United We Stand
Ohio has a rich history of abolitionism and civil rights activism, from its status as the first state formed under the first US government document to prohibit slavery and a crucial part of the Underground Railroad, to the home of the first private Black college and one of the longest sustained protests of the civil rights era.
Ohio’s incredible legacy of Black history and civil rights is a story worth telling, as are the more challenging parts of our state’s history.
The United We Stand Speakers Bureau provides organizations with access to free or low-cost public programming that provides a platform to talk about contemporary civil rights issues, including the prevalence of hate groups in Ohio and their influence on our history and life in our state today.
Scholars in fields including history, religion, law, comparative studies, international relations, conflict and peace studies, and feminist and queer studies are available to nonprofit organizations, schools, colleges, universities, or other groups through the Ohio Humanities Speakers Bureau.
The United We Stand Speakers Bureau is supported in part by the National Endowment for the Humanities’ United We Stand: Connecting Through Culture initiative.
United We Stand Speakers
Julia M. Applegate, MA, MPH is an HIV and LGBTQ+ health advocate, researcher, and administrator who has taught Women’s Gender and Sexuality Studies classes at Ohio State, Wright State University, and Ohio University since 1996. Presently, she is directing and producing an Ohio Humanities-supported documentary film project that tells the story of Ohio’s longest running lesbian bar.
Barry Jackisch, PhD is an associate professor at the University of Toledo and Director of UToledo’s Roger Ray Institute for the Humanities.
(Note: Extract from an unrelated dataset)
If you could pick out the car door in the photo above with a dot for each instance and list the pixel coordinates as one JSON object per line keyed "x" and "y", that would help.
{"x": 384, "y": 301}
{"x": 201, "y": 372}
He is an historian of modern central and eastern Europe with research interests related to democracy, fascism, and communism in the mid-20th century.
LuSter is a Zanesville native fascinated by the intersections of ‘isms’ and how they inform and instruct positive perceptions of faith and gender in our daily lives. They are a community leader and creator of queer programming, educational series, presenter-led-discussions and more. Currently, they are co-directing an Ohio Humanities-supported documentary film project that tells the story of Ohio’s longest running lesbian bar.
William Trollinger, PhD is professor of history in the History and Religious Studies Departments at the University of Dayton and the director of UD’s Core Integrated Studies Program. His research has focuses on American Protestantism, fundamentalism, creationism, Protestant print culture, and the Ku Klux Klan in Ohio.